Each day folds into the next, and I get further and further away from the time you were here.
From you.
And I know—to some people, grief is something to move past.
Something linear. Something tidy.
Something you get over.
But the lack of empathy and understanding around grief? It still astounds me.
Because the grief I carry?
It will always be here.
It’s carved into my heart, etched into my bones.
And yes, I’ll have good days.
But I’ll also always have days that are harder than others.
I don’t need to be fixed.
I’m not broken.
I’m just…
Just a daughter who misses her dad.
More than anything.
I know you know, Dad, that we’re okay.
We’re getting through each day with laughter and tears and love and frustration.
I know you love hearing our stories.
I know you’re present for all the big things and the little things.
You’re still part of our lives, just in a different way now.
I love you, Daddy. So much.
I’m glad I could be there for you—even in the crappiest of times.
Even when it was brutal and sacred and messy.
We would find the humor.
We would laugh.
And that mattered.
If I’ve learned anything from your death, it’s that time is fleeting.
And spending it angry, or with hate in our hearts, or fighting with people?
It’s just not worth it.
You’ve always known that.
You always taught me to focus on the love.
To say, fuck what people think.
To be happy.
Just be happy.
I don’t know how many times you told us that—
even toward the end, when your body was failing, but your spirit wasn’t.
You still said it.
And that’s what I try to do every single day.
To respect your words.
To spend time loving. Enjoying. Having fun.

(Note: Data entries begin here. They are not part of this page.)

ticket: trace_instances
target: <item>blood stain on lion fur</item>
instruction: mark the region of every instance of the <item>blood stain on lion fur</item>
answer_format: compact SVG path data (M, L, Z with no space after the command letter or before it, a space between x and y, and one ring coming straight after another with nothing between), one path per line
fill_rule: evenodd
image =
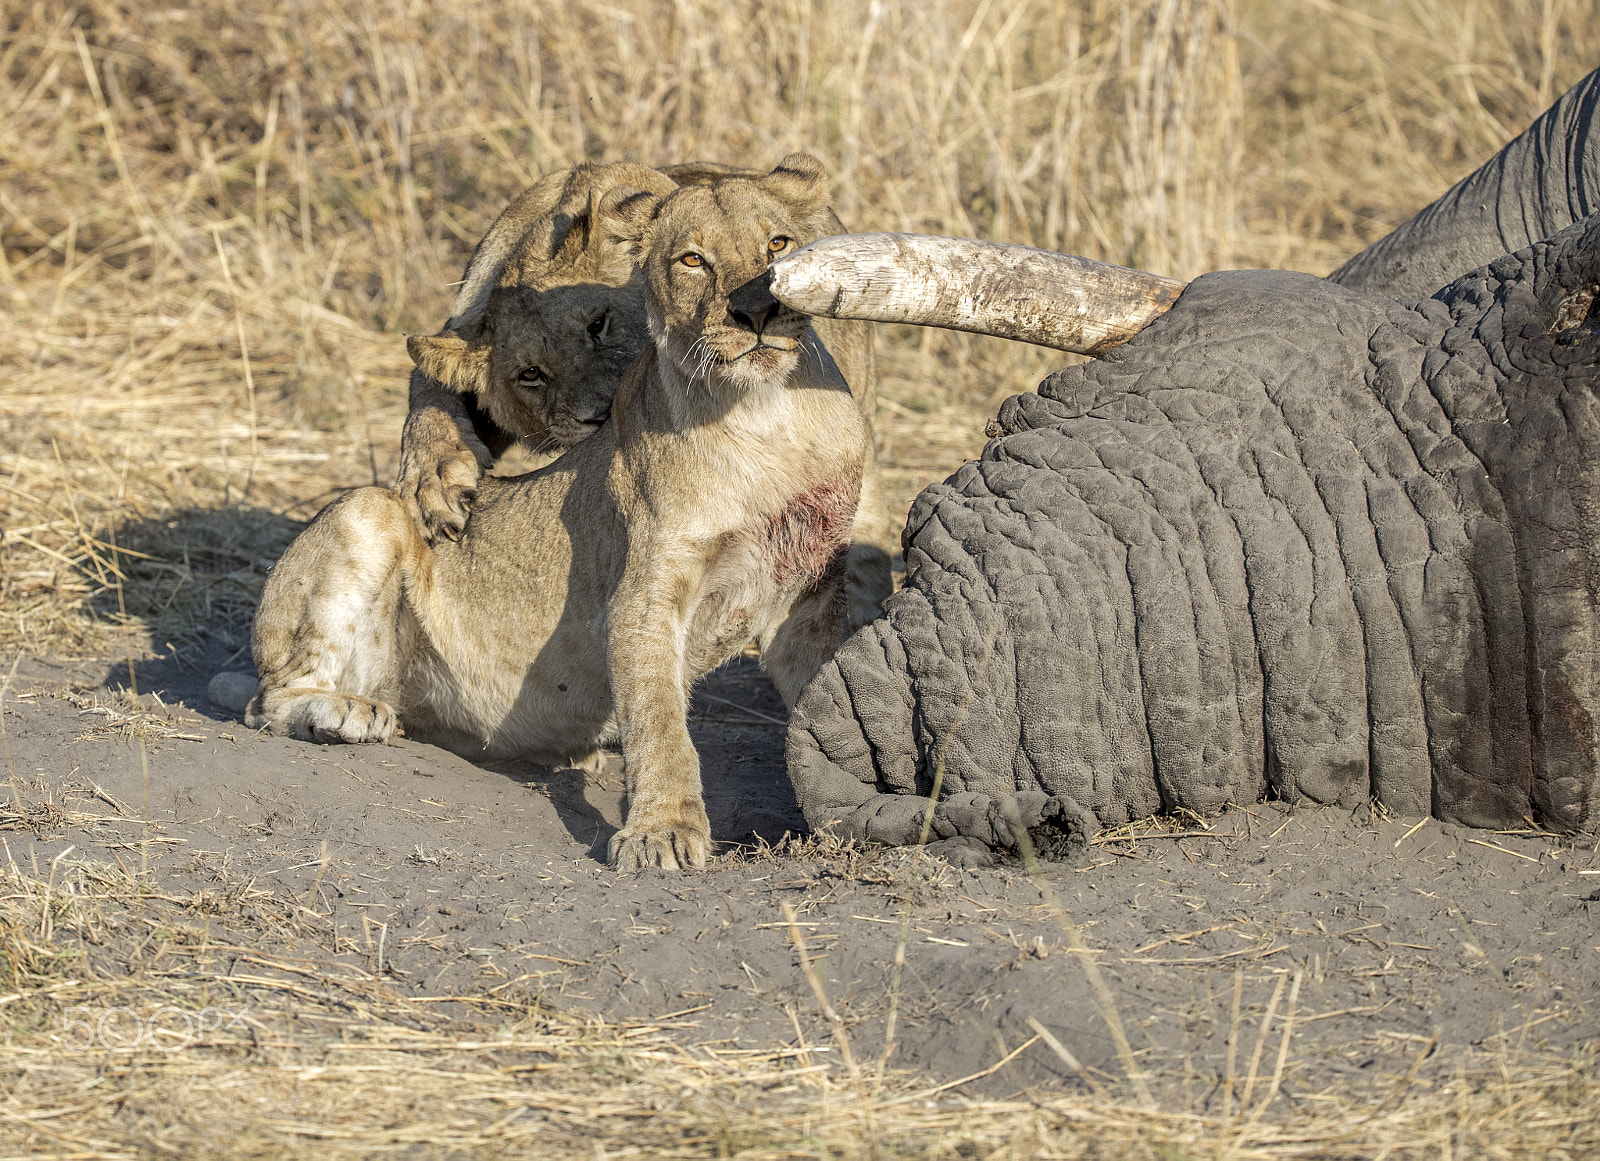
M856 495L854 489L819 484L767 518L767 555L778 584L818 580L843 562Z

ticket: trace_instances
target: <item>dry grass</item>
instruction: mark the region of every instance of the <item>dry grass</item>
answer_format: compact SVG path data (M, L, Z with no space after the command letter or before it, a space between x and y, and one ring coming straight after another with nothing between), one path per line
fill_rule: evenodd
M858 228L1320 271L1600 58L1596 9L18 0L0 646L104 650L124 611L157 647L242 628L294 519L391 473L395 332L438 325L542 172L807 148ZM882 347L899 504L1059 359L908 328Z
M241 633L297 521L392 473L408 369L397 332L441 322L472 243L543 172L805 148L857 228L1027 242L1179 277L1320 272L1600 59L1597 9L14 0L0 10L5 668L22 651L120 651L121 624L156 648ZM905 328L880 350L900 504L974 454L994 403L1059 359ZM1449 1100L1413 1075L1377 1108L1334 1095L1261 1120L1170 1100L1150 1114L1117 1094L1009 1105L898 1088L864 1106L790 1057L685 1061L649 1029L482 998L445 1023L375 976L310 960L273 969L294 987L224 983L206 966L213 909L244 942L314 921L292 901L163 900L105 868L6 873L0 1140L30 1152L493 1155L536 1139L605 1155L1401 1157L1492 1143L1576 1157L1596 1145L1592 1061L1503 1054L1461 1058ZM166 966L148 941L133 956L107 935L123 929L148 929ZM128 954L97 958L102 938ZM52 1039L70 1005L195 1011L242 995L248 1030L172 1056ZM222 1124L236 1135L218 1137Z
M689 1050L670 1018L585 1021L509 985L408 999L371 949L364 964L335 962L321 916L249 884L178 898L69 856L36 871L12 862L0 890L0 1148L20 1155L1242 1161L1600 1148L1588 1055L1440 1060L1422 1044L1360 1096L1274 1102L1292 996L1259 1033L1236 1009L1255 1052L1233 1101L1191 1108L1162 1078L1149 1078L1154 1108L1104 1087L975 1101L912 1077L851 1080L803 1044Z

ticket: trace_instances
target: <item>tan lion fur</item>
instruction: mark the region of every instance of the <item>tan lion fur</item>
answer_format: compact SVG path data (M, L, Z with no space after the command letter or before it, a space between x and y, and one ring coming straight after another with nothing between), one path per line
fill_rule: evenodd
M664 196L679 185L759 176L711 162L660 170L585 164L546 177L506 208L473 252L444 330L407 343L417 366L395 487L415 505L424 535L460 533L480 477L511 442L562 451L609 414L623 371L649 336L637 270L607 207L634 192ZM843 232L827 210L796 240ZM871 325L815 325L870 431ZM874 619L889 594L895 539L874 455L847 566L852 627Z
M486 478L459 539L404 500L329 505L256 616L252 728L472 757L581 760L620 741L619 867L702 866L710 831L689 690L745 642L786 702L843 640L846 545L870 433L810 320L766 287L826 211L804 154L758 179L608 205L643 254L653 342L611 422Z

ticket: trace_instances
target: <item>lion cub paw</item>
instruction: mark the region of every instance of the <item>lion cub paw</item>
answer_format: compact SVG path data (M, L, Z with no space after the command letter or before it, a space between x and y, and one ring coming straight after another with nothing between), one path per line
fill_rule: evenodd
M690 807L686 802L677 811L630 817L628 825L611 836L611 865L619 871L704 867L711 853L711 824L701 803Z
M428 540L456 539L467 526L467 515L478 494L483 468L478 457L462 448L441 455L433 471L424 472L414 493Z
M387 742L399 724L383 702L343 693L296 699L277 717L303 742Z

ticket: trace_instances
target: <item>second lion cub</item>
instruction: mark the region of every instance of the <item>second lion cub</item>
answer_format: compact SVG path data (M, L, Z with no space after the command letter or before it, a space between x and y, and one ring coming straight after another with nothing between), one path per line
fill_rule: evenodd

Some days, it’s harder than others. Especially now.
But I try.
And I do my best.
Thank you, Dad, for being my dad.
For loving me.
Guiding me.
Protecting me.
For making me the woman I am today—
bruised but unbroken,
a little scarred, edges rough from the world,
but with a heart that still loves hard.
I love you, Pops.
We will always have the stars.





What a beautiful tribute and weaving of grief, remembrance, and humor. Thank you for sharing. The Viking line also gave me a good chuckle haha.
Thinking of you, your mom, Grandma, Brita and all the family. Love you.